There are two distinct, visual differences between a piece of real leather and fake leather: the porousness, and the edges. Authentic leather is natural, and thus, will have inconsistent patterns of pours, rougher edges, and blemishes, while fake leather will appear smooth and symmetrical throughout. In other words, if it looks too good to be true, then it probably is.


Do a Touch Test


Like the differences that can be spotted by the naked eye, feeling the texture of the material is also a helpful tool. Similar to a visual test, you’re looking to see whether the texture is smooth and plastic-like, or natural and imperfect.
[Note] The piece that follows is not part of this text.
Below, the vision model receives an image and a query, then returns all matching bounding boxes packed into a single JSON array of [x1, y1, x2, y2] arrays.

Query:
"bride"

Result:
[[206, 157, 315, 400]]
However, depending on the type, leather can either feel smooth or coarse. If you’re unfamiliar with the difference between what “synthetically smooth” and “naturally smooth” feels like, press your finger into the material. Genuine leather, like skin, will stretch and slightly wrinkle, whereas faux leather will retain its shape.


Take a Sniff


As strange as it sounds, smelling the material can be a great indicator of its authenticity. Real leather has a distinct, earthy or oaky smell. The natural smell of genuine leather cannot be replicated by synthetics, so if it has any sort of unnatural smell, or simply smells like nothing, the material was likely produced in a factory. If you’re unsure what real leather should smell like, we recommend taking a whiff of goods you already know are in order to familiarize yourself with the scent before hitting the store.